J'ai l'impression que les réactions de D. Trump, ressemblent de plus en plus a un "chant du cygne" !
Colosse aux pieds d'argile ?
Qui sera le prochain ? l'Inde; L'Europe, le Japon....
a écrit le 20/05/2019 à 15:31 :
Peut être pas une bonne idée, huawey peut utiliser un autre os et/ou proposer les services de baidu directement installés sur leurs smartphones, google ne pourra plus watcher you et la chine le fera encore plus. Il faut pas croire a un monopole sur de tels service aujourd'hui
a écrit le 20/05/2019 à 14:39 :
Très étrange les Gafa sont des sociétés privées très indépendantes du gouvernement Américain ou alors des sociétés entièrement fabriquées par l'état Américain avec de belles histoires de réussite a dormir debout ....

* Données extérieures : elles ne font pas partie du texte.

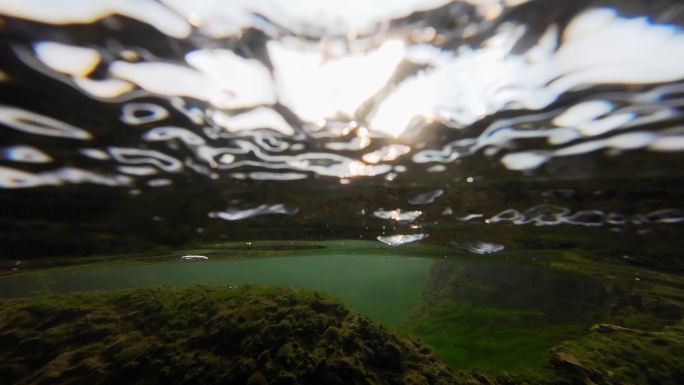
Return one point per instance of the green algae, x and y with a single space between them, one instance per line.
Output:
270 335
251 334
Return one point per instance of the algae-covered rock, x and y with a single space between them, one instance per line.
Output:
612 354
248 335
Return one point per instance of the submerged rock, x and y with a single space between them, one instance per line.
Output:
249 335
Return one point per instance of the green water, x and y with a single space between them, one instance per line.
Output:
500 312
384 288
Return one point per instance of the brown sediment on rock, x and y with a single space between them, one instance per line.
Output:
248 335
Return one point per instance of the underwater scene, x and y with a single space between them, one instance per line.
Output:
304 192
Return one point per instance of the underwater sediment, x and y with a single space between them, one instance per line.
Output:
271 335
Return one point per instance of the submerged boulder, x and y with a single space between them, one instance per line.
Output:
247 335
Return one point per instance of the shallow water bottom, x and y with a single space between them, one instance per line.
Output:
496 312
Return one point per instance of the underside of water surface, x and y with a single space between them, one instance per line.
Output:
320 192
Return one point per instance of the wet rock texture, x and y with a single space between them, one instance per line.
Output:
247 335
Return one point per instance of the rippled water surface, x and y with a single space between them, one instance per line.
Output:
509 163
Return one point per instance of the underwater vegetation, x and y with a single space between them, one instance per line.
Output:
248 335
274 335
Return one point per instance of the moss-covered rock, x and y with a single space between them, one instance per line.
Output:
247 335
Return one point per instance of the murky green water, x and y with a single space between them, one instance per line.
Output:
500 178
500 312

Réponse de le 20/05/2019 à 19:34 :
Effectivement c'est étrange ce choix de Google ou trumpoogle . Zou, aller sur www.qwant.com .

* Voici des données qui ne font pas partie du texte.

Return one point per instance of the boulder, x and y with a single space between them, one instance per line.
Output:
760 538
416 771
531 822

a écrit le 20/05/2019 à 14:26 :
Encore une preuve de la situation de quasi monopole de Google et des autres GAFAM, c'est réellement maintenant qu'on a besoin de nouveau champions du numérique européens qui ne pourront se développer que sous la protection d'une CE puissante...face aux lubies et caprices d'un président US sanguin pour qui on ne vote pas.

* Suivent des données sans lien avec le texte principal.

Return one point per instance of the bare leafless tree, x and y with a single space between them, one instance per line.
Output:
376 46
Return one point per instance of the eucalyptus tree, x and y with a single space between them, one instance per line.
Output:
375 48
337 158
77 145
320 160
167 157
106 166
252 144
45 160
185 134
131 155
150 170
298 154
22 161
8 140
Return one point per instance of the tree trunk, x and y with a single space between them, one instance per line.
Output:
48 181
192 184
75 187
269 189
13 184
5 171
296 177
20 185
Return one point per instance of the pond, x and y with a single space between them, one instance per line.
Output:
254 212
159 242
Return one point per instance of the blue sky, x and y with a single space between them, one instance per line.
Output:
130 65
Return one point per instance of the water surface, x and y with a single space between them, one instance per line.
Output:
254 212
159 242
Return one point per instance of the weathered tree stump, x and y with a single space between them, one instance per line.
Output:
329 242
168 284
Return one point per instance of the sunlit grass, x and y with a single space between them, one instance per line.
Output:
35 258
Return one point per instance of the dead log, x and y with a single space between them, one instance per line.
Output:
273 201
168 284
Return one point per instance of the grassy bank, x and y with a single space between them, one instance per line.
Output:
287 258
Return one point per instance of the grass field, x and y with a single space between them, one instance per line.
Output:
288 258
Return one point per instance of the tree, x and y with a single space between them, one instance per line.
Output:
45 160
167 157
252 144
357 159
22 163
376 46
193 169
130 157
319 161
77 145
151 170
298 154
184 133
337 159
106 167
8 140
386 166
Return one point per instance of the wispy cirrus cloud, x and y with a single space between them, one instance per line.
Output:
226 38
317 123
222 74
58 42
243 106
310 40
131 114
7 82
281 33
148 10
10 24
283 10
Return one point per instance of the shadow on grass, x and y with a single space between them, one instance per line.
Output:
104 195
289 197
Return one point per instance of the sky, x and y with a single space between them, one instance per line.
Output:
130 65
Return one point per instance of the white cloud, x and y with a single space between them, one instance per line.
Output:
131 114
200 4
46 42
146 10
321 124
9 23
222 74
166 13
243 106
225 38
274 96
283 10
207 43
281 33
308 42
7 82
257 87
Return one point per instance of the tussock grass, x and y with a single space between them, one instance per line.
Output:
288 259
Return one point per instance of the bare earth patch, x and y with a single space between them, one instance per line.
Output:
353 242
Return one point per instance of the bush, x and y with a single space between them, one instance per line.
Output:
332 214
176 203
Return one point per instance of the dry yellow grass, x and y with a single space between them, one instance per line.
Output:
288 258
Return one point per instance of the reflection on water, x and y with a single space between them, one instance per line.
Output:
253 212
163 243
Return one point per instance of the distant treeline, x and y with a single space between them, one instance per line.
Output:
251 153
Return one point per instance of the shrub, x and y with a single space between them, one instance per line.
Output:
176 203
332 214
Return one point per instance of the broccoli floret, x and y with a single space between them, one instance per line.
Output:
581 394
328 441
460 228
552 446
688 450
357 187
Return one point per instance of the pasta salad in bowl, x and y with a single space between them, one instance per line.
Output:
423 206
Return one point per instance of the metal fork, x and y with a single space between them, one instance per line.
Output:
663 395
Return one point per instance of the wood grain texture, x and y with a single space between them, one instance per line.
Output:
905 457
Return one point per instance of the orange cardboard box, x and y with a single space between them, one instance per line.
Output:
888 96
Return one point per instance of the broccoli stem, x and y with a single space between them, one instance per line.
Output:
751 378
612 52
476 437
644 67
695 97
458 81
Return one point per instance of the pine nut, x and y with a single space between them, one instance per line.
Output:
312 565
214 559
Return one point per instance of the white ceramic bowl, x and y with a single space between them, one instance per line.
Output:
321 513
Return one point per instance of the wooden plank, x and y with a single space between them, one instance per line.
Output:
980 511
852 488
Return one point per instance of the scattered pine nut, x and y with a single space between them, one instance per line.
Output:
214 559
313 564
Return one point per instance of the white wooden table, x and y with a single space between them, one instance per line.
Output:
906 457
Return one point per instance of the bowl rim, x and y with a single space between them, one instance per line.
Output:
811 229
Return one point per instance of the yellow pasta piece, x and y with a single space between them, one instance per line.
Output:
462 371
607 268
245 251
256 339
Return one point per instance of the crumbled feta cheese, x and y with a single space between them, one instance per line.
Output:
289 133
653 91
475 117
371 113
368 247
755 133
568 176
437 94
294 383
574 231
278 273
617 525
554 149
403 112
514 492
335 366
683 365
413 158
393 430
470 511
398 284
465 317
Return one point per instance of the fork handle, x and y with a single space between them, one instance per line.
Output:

a écrit le 20/05/2019 à 14:26 :
Souvenons nous quand les américains ont menacé les multinationales du monde de faire des affaires avec l'Iran, la première déclaration de notre président fut de dire que les nôtres feraient comme elles voudraient.

Pas aux États-Unis.
Réponse de le 20/05/2019 à 14:47 :
Et au final, sur ordre de Washington, toutes les entreprises européennes sont partie d'Iran, la queue entre les jambes. Et nos dirigeants se sont couchés devant les caprices de Trump
Réponse de le 21/05/2019 à 9:58 :
Logique, et je ne vois pas ce qu'il y a de censurable dans cette vérité hein sinon autant supprimer mon commentaire de base, merci, l'économie a besoin d'un guide or l'oligarchie européenne à éradiquer la puissance politique pour la remplacer par rien du tout par sa seule avidité ce qui ne fonctionne pas du tout.
a écrit le 20/05/2019 à 13:56 :
Soit les Chinois s'écrasent (comme le feraient les Européens dans une telle situation), soit ils ripostent fermement: expulsion des GAFA (dont Apple) du marché chinois par exemple. Trump ne connait que le rapport de force.